European Super League a 4.3 billion euros reputational risk own goal

The prospect of a European Super League (ESL) – now almost certainly a failed project after the withdrawal of six English clubs – would have been a multi-billion Euro own goal, according to analysis by brand valuation consultancy Brand Finance.

Brand Finance said it has been tracking the financial value of football brands for 15 years and that the proposition is potentially the biggest shakeup to the game seen in that time, calculating that the ESL Founding Clubs were likely to have lost a combined brand value of €2.5bn, but that number could potentially have been as high as €4.3bn.

This week the world of football was shocked when twelve of Europe’s leading football clubs announced they have agreed to establish a new midweek competition, the ESL. The proposal involved the clubs forming their own competition to rival the UEFA Champions League.

Six teams from the Premier League were initially involved: Arsenal; Chelsea; Manchester City; Manchester United; Liverpool; and Tottenham. The other teams are AC Milan; Atletico Madrid; Barcelona;  Inter Milan; Juventus; and Real Madrid.

However, after intense lobbying from fans and a threatened intervention from the UK government, late in the day on 20 April all six English clubs said they were no longer participating in the project.

It had been anticipated a further three clubs will join ahead of the inaugural season, which, according to the clubs, “is intended to commence as soon as practicable”.

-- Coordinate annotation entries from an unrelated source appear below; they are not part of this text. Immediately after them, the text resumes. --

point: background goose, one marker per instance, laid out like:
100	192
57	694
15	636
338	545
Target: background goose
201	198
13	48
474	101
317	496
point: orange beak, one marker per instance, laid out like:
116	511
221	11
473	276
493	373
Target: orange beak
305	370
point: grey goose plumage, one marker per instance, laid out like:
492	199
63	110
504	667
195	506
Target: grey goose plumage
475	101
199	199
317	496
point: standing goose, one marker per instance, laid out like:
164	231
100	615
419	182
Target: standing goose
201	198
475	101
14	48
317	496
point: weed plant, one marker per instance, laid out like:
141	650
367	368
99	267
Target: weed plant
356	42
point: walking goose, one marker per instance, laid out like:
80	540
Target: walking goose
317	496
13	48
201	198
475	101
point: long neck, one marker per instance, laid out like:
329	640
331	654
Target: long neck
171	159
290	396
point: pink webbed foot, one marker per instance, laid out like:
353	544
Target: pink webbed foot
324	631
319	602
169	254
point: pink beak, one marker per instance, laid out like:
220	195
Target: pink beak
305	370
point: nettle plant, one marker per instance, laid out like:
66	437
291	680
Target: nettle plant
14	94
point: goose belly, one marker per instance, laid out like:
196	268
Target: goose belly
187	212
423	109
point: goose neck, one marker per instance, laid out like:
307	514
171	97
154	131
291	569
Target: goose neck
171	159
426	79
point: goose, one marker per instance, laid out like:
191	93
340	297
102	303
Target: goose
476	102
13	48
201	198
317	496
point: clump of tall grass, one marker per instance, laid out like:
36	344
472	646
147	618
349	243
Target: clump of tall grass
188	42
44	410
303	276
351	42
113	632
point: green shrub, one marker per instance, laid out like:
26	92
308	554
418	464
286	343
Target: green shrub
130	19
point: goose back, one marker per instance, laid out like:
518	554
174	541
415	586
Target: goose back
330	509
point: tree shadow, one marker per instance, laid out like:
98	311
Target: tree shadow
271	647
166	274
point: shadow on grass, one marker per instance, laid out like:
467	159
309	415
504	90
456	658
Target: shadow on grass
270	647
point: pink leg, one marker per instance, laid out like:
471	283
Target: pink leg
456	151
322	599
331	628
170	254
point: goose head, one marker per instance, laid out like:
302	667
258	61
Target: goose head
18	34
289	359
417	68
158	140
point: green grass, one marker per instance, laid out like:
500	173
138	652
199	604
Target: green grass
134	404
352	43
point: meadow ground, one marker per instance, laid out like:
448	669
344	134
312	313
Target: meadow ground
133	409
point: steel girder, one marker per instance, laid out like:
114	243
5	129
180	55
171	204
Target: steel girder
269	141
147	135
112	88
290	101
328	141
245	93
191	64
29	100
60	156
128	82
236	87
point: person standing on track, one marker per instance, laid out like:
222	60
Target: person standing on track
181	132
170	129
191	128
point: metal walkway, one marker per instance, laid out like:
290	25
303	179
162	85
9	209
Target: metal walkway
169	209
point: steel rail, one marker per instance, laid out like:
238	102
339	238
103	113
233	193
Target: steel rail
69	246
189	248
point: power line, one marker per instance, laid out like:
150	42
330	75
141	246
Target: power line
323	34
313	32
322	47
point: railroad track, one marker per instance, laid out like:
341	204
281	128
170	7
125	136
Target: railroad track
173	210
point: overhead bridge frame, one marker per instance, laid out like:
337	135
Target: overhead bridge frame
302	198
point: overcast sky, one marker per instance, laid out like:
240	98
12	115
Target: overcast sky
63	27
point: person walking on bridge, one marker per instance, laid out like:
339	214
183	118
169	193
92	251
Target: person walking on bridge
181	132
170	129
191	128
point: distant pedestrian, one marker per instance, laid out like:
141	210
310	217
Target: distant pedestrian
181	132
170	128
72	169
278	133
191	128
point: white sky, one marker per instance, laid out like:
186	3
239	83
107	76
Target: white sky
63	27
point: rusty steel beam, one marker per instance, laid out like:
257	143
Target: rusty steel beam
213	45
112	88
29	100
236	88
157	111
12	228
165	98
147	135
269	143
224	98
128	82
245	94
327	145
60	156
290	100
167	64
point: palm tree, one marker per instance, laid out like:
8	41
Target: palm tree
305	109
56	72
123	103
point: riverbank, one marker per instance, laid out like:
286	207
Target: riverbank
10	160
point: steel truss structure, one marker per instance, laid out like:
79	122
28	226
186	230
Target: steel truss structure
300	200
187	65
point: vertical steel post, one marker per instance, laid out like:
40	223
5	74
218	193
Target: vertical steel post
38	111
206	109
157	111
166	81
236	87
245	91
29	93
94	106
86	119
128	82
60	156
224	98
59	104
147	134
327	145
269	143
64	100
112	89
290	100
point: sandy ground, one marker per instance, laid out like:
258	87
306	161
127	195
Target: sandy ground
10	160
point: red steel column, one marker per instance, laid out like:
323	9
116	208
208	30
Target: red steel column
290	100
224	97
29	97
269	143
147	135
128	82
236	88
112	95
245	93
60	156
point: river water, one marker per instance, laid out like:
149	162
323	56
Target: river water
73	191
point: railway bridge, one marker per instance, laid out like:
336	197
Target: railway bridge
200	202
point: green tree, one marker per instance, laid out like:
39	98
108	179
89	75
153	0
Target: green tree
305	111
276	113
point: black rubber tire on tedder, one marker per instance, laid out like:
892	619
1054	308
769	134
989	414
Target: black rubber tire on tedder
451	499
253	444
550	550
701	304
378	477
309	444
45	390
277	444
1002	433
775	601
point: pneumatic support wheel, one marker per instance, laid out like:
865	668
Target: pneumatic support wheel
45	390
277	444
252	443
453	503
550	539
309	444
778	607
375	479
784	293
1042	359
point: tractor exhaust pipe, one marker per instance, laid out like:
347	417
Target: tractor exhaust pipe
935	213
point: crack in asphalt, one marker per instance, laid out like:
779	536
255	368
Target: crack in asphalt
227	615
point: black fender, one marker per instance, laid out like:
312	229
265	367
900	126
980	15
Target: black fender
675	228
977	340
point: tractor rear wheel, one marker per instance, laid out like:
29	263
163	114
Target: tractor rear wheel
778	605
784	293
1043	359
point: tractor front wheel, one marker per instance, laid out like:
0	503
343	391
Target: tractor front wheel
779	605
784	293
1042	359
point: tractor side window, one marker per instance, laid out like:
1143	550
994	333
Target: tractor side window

Now that prospect looks very uncertain.

In a statement the ESL said: “Given the current circumstances, we shall reconsider the most appropriate steps to reshape the project, always having in mind our goals of offering fans the best experience possible while enhancing solidarity payments for the entire football community.”

The two listed clubs in the original proposal, Manchester United and Juventus, have already seen an adverse financial impact.

Manchester United’s stock fell 6% in the immediate aftermath of the news that the six English clubs were all backing out of the controversial project. The share price of Juventus closed down by 4% following the news.

The move – widely regarded as motivated by greed and certainly not in the best interests of fans – could have ended up costing the clubs dear, according to Richard Haigh, managing director of Brand Finance.

“For the ESL ‘Founding Clubs’ the prize seems obvious – more money – but this ignores the huge risk that fans won’t follow and neither will the money,” he said.

“There is outrage in the home markets from both fans and leagues alike, but it is not clear yet what the repercussions will be. Will fans vote with their feet and leave the clubs many have supported their entire lives? Will the leagues impose fines, or point deductions leading to relegation and further financial loss?”

In the most likely scenario, Brand Finance estimates that the annual loss for the founding clubs would have been €1.1bn in revenue a year and the brands would all have suffered significant reputational damage, leading to a drop in brand value of €2.5bn.

This loss was attributable to a combination of lower broadcasting, commercial, and matchday revenue. It assumed that the UEFA would not have allowed the teams to compete in Champions League and the national leagues also remove the teams from their rosters.

The analysis also indicates that not only would the move have inflicted financial damage on the founding clubs themselves, but also on the other clubs in their leagues, which could possibly lose up to 25% of their brand value.

Hugo Hensley, head of Sports Services at Brand Finance, commented:

“In our view the result will be damaging for the clubs involved. The sentiment of fans online is overwhelmingly negative, with negative posts outweighing positive ones three to one. Negative sentiment like this will inevitably lead to lower matchday spend and commercial revenue in the clubs’ home nations, which is still the lion’s share of any European club’s income.”

If not from the domestic markets, then the revenue will have to come from the US or China, but an uplift in either of these geographies seems unlikely, the consultancy suggested.

In both the US and China, the domestic leagues are by far the most popular as measured in Brand Finance’s Football Fan Survey. 31% of US fans prefer Major League Soccer and 21% of Chinese Fans prefer the Chinese Super League – and these numbers are already strengthening year by year. Both are countries that will more readily put their resources behind home grown team brands than foreign ones if the opportunity presents itself.

China is no longer an undeveloped market for European and North American football brands to grow, Brand Finance added, with Chinese brands are growing fast. Many of these brands, like Evergrande, are starting to become household names in Europe and the consultancy suggested that it is only a matter of time before we start hearing about Chinese Football clubs more regularly.

As such, it claims, the ESL launch, now on shaky sands, played into their hands.

“In 2011, President Xi Jinping announced his dream to see China win the World Cup, a dream many thought impossible, but as a result the game has received investment at all levels in the country,” said David Haigh, chairman of Brand Finance.

“If the ESL Founding Clubs think that the Chinese market is a vacuum available for them to fill, they are in for a nasty shock when they discover there’s only one true ‘super league’ in China.”

In the most likely scenario, Brand Finance estimates that the annual loss for the founding clubs will be €1.1bn in revenue a year and the brands will all suffer significant reputational damage, leading to a drop in brand value of €2.5bn.